Im using Flume 1.5.0 to collect log from Application server. Say i have three App server, App-A, App-B, App-C. One HDFS Server where hive is running. Now flume agents are running on all 3 App server and passing the log message from app servers to Hdfs server,where another flume agent is running and finaaly the logs are stored in hadoop file system. Now I have created an external Hive table to map those log data.

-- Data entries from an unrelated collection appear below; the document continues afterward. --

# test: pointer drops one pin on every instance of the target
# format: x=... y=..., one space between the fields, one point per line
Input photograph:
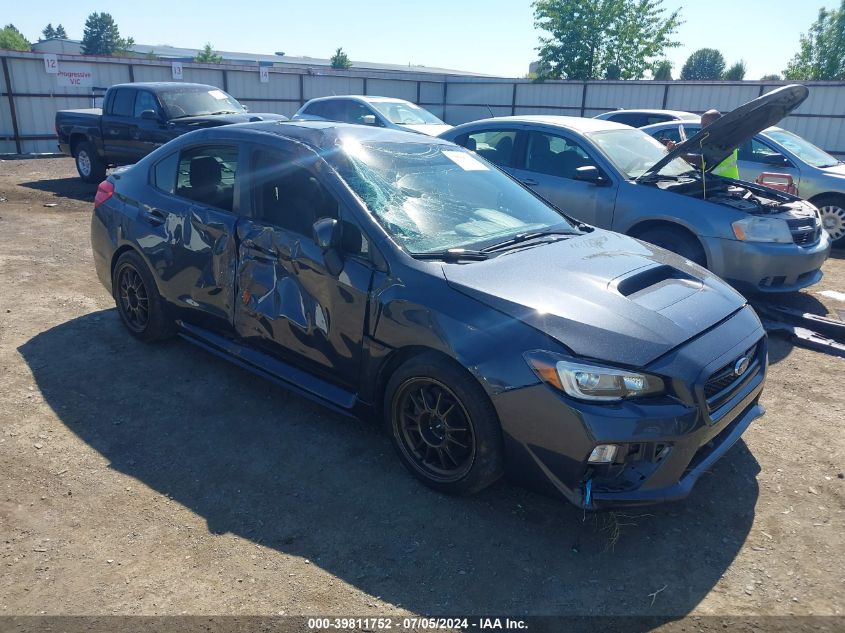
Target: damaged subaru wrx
x=379 y=271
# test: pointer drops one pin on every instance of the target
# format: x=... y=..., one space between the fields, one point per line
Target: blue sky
x=488 y=36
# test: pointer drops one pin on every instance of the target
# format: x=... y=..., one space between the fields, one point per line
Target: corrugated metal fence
x=29 y=96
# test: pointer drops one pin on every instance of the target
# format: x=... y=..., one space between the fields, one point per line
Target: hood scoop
x=656 y=287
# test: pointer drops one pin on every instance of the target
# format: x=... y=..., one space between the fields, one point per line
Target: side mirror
x=776 y=160
x=591 y=173
x=327 y=237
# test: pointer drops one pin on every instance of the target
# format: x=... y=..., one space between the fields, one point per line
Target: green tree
x=735 y=72
x=340 y=60
x=102 y=37
x=208 y=56
x=705 y=63
x=821 y=54
x=663 y=70
x=586 y=36
x=12 y=39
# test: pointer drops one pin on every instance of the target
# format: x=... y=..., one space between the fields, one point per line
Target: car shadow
x=259 y=462
x=73 y=188
x=780 y=343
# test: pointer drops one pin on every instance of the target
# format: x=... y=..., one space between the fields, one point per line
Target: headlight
x=762 y=230
x=593 y=382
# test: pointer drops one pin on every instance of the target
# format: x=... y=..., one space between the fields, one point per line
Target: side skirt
x=275 y=370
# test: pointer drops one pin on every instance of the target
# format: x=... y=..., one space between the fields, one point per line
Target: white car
x=639 y=118
x=387 y=112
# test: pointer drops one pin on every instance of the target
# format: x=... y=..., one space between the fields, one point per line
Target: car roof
x=320 y=135
x=165 y=85
x=681 y=114
x=668 y=124
x=573 y=123
x=365 y=98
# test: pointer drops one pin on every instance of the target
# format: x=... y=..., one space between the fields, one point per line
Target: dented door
x=291 y=306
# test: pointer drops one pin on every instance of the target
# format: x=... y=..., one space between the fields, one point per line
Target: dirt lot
x=160 y=480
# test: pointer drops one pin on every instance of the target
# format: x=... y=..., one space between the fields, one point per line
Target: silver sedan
x=818 y=176
x=616 y=177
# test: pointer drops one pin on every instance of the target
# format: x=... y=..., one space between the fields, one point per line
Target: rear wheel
x=832 y=210
x=139 y=304
x=443 y=425
x=89 y=164
x=675 y=240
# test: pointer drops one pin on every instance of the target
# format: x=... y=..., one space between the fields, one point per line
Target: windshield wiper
x=453 y=255
x=519 y=238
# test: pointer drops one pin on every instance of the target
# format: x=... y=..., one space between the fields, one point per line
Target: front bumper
x=664 y=444
x=768 y=267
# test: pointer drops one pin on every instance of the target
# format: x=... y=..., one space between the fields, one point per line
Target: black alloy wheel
x=435 y=430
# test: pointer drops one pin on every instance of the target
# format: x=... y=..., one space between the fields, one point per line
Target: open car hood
x=716 y=142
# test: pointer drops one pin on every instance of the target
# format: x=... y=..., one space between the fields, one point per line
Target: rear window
x=123 y=102
x=164 y=173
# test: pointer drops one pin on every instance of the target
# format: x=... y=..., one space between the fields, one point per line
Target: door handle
x=262 y=253
x=155 y=217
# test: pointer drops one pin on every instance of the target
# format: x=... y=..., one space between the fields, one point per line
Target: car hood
x=602 y=295
x=211 y=120
x=428 y=129
x=718 y=140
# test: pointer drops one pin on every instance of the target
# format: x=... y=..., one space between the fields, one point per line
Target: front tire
x=89 y=164
x=138 y=302
x=443 y=425
x=832 y=209
x=675 y=240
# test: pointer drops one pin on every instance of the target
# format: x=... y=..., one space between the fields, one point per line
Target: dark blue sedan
x=387 y=274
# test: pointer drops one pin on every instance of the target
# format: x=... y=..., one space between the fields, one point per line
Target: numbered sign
x=51 y=64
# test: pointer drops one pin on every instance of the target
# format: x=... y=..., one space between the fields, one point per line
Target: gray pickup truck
x=139 y=117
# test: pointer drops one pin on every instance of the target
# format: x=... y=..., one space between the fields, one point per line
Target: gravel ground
x=160 y=480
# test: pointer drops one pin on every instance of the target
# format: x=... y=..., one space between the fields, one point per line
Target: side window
x=495 y=145
x=316 y=109
x=669 y=134
x=144 y=101
x=288 y=194
x=355 y=112
x=656 y=118
x=555 y=155
x=164 y=173
x=757 y=152
x=123 y=102
x=207 y=175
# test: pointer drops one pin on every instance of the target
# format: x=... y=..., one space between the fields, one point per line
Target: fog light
x=603 y=454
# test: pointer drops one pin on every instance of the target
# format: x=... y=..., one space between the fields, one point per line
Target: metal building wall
x=36 y=95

But everything is working smoothly except the fact that hive is unable to parse the log data properly and store in table.
Here's my Flume and Hive configuration:
Dummy Log File Format (| separated): ClientId|App Request|URL
Flume conf at App servers:
app-agent.sources = tail
app-agent.channels = memoryChannel
app-agent.sinks = avro-forward-sink
app-agent.sources.tail.type = exec
app-agent.sources.tail.command = tail -F /home/kuntal/practice/testing/application.log
app-agent.sources.tail.channels = memoryChannel
app-agent.channels.memoryChannel.type = memory
app-agent.channels.memoryChannel.capacity = 100000
app-agent.channels.memoryChannel.transactioncapacity = 10000
app-agent.sinks.avro-forward-sink.type = avro
app-agent.sinks.avro-forward-sink.hostname = localhost
app-agent.sinks.avro-forward-sink.port = 10000
app-agent.sinks.avro-forward-sink.channel = memoryChannel
Flume conf at Hdfs server:
hdfs-agent.sources = avro-collect
hdfs-agent.channels = memoryChannel
hdfs-agent.sinks = hdfs-write
hdfs-agent.sources.avro-collect.type = avro
hdfs-agent.sources.avro-collect.bind = localhost
hdfs-agent.sources.avro-collect.port = 10000
hdfs-agent.sources.avro-collect.channels = memoryChannel
hdfs-agent.channels.memoryChannel.type = memory
hdfs-agent.channels.memoryChannel.capacity = 100000
hdfs-agent.channels.memoryChannel.transactioncapacity = 10000
hdfs-agent.sinks.hdfs-write.channel = memoryChannel
hdfs-agent.sinks.hdfs-write.type = hdfs
hdfs-agent.sinks.hdfs-write.hdfs.path = hdfs://localhost:9000/user/flume/tail_table/avro
hdfs-agent.sinks.hdfs-write.rollInterval = 30
Hive external table:
CREATE EXTERNAL TABLE IF NOT EXISTS test(clientId int, itemType string)
ROW FORMAT DELIMITED FIELDS TERMINATED BY '\t' LINES TERMINATED BY '\n'
LOCATION '/user/flume/tail_table/avro';
Please suggest me what to do? Do i need to include AvroSerde at hive side?
Missing the following 3 additional settings in the hdfs sink :
hdfs-agent.sinks.hdfs-write.hdfs.fileType = DataStream
hdfs-agent.sinks.hdfs-write.hdfs.writeFormat = Text
hdfs-agent.sinks.hdfs-write.hdfs.rollInterval = 30
Hence data was not properly stored in hdfs and Hive unable to load into table.Now its working fine!